Infrastructures routières en désuétude
Les routes menant aux zones de santé de Kimbi Lulenge et Kaniola, en particulier la RN2 et la RN5, sont en très mauvais état. Les promesses faites par le Président lors de sa campagne électorale, concernant l’asphaltage de ces voies dans un délai de dix mois, restent pour l’heure non tenues. Avec l’avènement de la saison des pluies, ces routes deviennent quasiment impraticables, isolant encore plus les populations vulnérables.
Il est urgent que les autorités renforcent les équipes en charge des travaux et s’assurent que les engagements pris soient respectés avant que la saison des pluies ne vienne aggraver la situation.
Groupes armés : une menace persistante
Au-delà des infrastructures, les activités humanitaires sont également entravées par la prolifération des groupes armés dans plusieurs zones clés, telles que Luntukulu, Nzibira, et Misisi. Ces groupes, souvent impliqués dans l’exploitation illégale des ressources minières, érigent des barrières payantes qui deviennent un obstacle majeur pour le personnel humanitaire. Ces barrages exigent des paiements illégaux de la part des passants, y compris les travailleurs humanitaires qui cherchent à apporter de l’aide à des populations en détresse.
Une situation alarmante
Dans plusieurs tronçons routiers, des groupes armés comme les Wazalendo ou les forces régulières (FARDC) ont érigé des barrières où les passagers et véhicules doivent payer des taxes illégales. Par exemple, sur le tronçon Nzibira-Kigulube, des motos sont taxées à hauteur de 1 000 francs congolais (fc), tandis que les voitures doivent payer jusqu’à 2 000 fc.
Sur l’axe Uvira-Fizi-Lulimba-Misisi, la situation est similaire, avec des barrières érigées par des commandants autoproclamés tels que René et Mayele, ou encore par les FARDC, où des taxes de 1 000 fc par personne sont exigées.
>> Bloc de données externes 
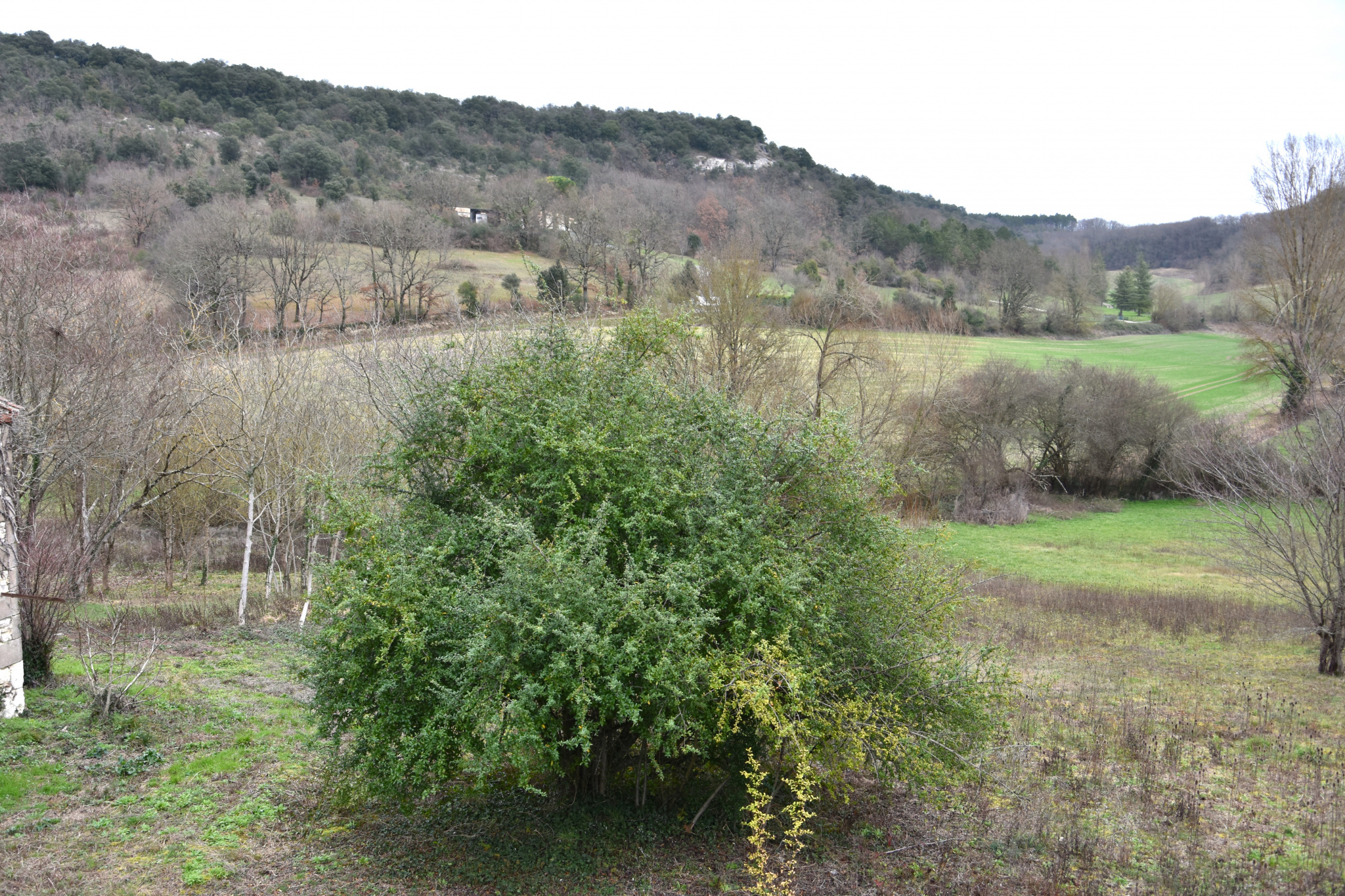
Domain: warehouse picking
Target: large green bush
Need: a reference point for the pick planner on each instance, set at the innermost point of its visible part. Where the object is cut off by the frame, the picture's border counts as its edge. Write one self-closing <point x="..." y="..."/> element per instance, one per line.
<point x="602" y="575"/>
Ces pratiques illégales perturbent non seulement les déplacements des populations civiles, mais aussi les opérations de secours des organisations humanitaires, qui doivent déployer des ressources supplémentaires pour traverser ces zones.
Conflits coutumiers et insécurité généralisée
À ces obstacles, s’ajoutent les conflits coutumiers qui, dans certaines chefferies comme celle de Nindja, compliquent encore davantage la situation sécuritaire. Les tensions entre héritiers, malgré les efforts des autorités locales, constituent un facteur perturbateur qui retarde les interventions humanitaires cruciales dans ces zones.
Urgence d’une action concertée
Face à cette situation alarmante, il devient impératif de garantir la paix et la sécurité dans ces régions. Les populations locales, particulièrement les femmes et les enfants, se trouvent dans une situation de grande vulnérabilité. Les humanitaires doivent pouvoir accéder librement à ces zones sans être soumis à des barrages illégaux ou des menaces de violence.
Le renforcement des infrastructures et la résolution des conflits par des acteurs nouveaux et neutres apparaissent comme des solutions incontournables pour rétablir un accès humanitaire efficace dans les zones de santé de Kimbi Lulenge et Kaniola.
Les voix de nombreuses organisations humanitaires s’élèvent, appelant à une action rapide et coordonnée de la part des autorités locales et nationales pour mettre fin à cette situation. Il est temps d’agir avant que les conditions ne se détériorent encore plus avec l’arrivée de la saison des pluies.